It is very clear that Oxidative Stress is a factor in the deterioration of cellular health.
Looking at the creation of ROS. I would see the first limiting factor being the production of Pyruvate through Glycolysis. I have not seen what limits this detailed, but I would assume it is the partial pressure of Oxygen near the mitochondria which can be varied through higher external partial pressures and the availability of glucose.
Then this feeds into the creation of Acetyl CoA. The limits on this are the availability of NAD+ and Pyruvate. Then it goes into either the Krebs Cycle or gets converted into Melatonin (which can reduce the ROS either directly or indirectly).
One would assume, that an increase in blood glucose or an increase in partial pressure of Oxygen both individually as well as jointly would have the ability to kick off more Glycolysis. However, the limiting factor on processing Pyruvate remains NAD+ so we get some Oxidative damage if NAD+ is not available.

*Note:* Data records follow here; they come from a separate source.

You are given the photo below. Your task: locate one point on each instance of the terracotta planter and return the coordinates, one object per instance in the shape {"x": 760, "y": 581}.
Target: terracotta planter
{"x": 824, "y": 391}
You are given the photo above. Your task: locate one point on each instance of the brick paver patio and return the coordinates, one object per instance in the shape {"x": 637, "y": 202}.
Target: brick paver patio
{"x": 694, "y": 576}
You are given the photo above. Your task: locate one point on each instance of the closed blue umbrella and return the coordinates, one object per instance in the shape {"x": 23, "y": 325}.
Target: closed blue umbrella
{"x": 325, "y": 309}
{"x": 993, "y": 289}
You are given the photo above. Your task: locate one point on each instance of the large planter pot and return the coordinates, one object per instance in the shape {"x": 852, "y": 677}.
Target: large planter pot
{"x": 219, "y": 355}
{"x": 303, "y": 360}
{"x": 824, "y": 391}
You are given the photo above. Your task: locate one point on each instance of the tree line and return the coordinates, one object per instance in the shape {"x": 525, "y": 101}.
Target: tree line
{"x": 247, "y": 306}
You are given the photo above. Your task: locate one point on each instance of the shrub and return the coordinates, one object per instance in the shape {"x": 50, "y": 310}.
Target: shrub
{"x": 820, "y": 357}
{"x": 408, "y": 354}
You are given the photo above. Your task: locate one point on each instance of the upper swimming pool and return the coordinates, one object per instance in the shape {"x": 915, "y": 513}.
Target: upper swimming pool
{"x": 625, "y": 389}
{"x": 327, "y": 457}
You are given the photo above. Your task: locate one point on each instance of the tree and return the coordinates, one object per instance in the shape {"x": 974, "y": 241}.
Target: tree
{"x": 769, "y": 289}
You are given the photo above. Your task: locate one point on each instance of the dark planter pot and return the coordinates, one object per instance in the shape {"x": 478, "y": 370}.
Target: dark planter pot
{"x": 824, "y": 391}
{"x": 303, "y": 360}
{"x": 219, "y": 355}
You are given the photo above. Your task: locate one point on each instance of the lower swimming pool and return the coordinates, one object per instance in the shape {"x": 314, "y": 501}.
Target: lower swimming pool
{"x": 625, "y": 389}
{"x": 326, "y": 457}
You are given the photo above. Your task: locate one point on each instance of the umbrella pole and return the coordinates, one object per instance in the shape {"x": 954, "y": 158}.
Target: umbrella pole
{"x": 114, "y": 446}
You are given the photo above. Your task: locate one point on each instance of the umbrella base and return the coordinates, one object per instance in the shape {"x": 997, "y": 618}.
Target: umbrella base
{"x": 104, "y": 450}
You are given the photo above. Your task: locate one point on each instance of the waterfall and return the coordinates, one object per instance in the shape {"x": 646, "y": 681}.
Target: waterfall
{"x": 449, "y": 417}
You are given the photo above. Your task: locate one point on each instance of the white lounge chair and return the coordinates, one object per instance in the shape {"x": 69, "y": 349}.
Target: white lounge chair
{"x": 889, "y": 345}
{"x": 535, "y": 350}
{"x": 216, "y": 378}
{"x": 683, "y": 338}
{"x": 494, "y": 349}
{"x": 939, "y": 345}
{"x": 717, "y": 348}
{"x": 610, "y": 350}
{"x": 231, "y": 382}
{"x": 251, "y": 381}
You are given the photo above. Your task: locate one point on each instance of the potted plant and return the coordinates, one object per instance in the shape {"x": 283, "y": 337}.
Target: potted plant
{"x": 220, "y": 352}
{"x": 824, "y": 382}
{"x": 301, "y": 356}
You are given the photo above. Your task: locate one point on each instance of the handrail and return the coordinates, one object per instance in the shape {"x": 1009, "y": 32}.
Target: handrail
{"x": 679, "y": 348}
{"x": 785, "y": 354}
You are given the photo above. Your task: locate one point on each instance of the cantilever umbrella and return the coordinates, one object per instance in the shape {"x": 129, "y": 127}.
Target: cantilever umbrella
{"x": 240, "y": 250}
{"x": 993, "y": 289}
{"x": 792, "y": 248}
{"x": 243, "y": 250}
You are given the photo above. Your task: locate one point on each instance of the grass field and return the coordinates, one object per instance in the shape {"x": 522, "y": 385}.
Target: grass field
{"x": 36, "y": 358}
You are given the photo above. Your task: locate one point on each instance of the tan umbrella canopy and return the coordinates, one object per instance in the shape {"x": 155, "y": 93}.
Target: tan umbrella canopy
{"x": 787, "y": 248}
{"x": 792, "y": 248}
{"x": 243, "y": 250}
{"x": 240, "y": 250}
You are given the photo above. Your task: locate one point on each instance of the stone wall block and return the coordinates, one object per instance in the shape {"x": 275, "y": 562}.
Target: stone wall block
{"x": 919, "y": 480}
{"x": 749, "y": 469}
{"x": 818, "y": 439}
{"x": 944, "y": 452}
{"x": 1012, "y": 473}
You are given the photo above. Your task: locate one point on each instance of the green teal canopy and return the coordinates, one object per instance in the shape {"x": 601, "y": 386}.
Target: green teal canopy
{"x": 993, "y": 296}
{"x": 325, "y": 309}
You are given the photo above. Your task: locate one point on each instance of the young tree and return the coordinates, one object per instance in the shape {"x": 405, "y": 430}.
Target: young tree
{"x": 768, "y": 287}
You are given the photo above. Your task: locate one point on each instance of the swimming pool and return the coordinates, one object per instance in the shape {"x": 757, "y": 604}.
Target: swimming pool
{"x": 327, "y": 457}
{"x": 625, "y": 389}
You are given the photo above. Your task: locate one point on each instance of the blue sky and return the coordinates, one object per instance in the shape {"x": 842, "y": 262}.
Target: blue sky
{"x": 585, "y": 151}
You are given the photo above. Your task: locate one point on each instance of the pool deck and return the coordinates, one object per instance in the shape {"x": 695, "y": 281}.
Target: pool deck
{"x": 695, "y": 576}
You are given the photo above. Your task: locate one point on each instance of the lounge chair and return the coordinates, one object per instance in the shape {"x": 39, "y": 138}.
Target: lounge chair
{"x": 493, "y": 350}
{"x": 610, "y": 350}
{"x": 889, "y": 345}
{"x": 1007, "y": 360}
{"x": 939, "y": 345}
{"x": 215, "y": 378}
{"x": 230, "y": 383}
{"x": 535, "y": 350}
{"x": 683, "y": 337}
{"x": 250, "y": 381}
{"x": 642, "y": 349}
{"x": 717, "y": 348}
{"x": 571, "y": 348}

This would give a logical mechanism whereby Cortisol in increasing Glucose levels can lead to more cellular damage as increasing Glucose levels does not in itself increase NAD.
There is also an interesting conundrum whereby Melatonin is known to inhibit HIF creation whereas a reduction in the partial pressure of Oxygen increases HIF production (varioxia). Hence you have a conflict between using HIF for creating new stem cells and ensuring adequate levels of Melatonin in mitochondria to prevent Oxidative Stress and reduce inflammation etc.
I think also that increasing glycolysis does increase ATP production even if it becomes much more dirty ATP production with more Oxidative Stress. There is a view that a bit of Oxidative Stress is OK. Arguably that would be until you run low on Melatonin to handle it
Hence if Glucose levels go up one would expect the heart rate to go up (if other variables remain constant) and similarly it would make neurons more active and keep people awake.
Given my own personal obsession with studying the impact of interventions on sleep I upgraded my fitbit to include Oxygen Saturation. That does not necessarily vary the partial pressure of Oxygen going into the Mitochondria which is more dependent on the partial pressure of Oxygen in the atmosphere. Yesterday I implanted a Continuous Glucose Monitor to give me information on glucose levels throughout the day (DexCom G6) and that seems to be quite good. This will enable me to test my thesis on the impact of glucose/cortisol on sleep/neuronal activity.
However, I have decided in the light of the above to cycle varioxia with a view towards using varioxia to deplete mitochondrial DNA and kick off HIF on a limited number of days whilst otherwise trying to keep a reasonably well topped up supply of Melatonin in the mitochondria. I am of the view that the addition of exogenous Melatonin to mitochondria operates to reduce inflammation on a reasonably short timescale (10s of minutes, maybe low numbers of hours). This comes from experiments using Melatonin to resolve perio issues.
Does anyone know exactly how the variation in Reactive Oxygen Species acts as a messaging system (other than the depletion of Melatonin).
Edited by johnhemming, 26 January 2022 - 07:09 AM.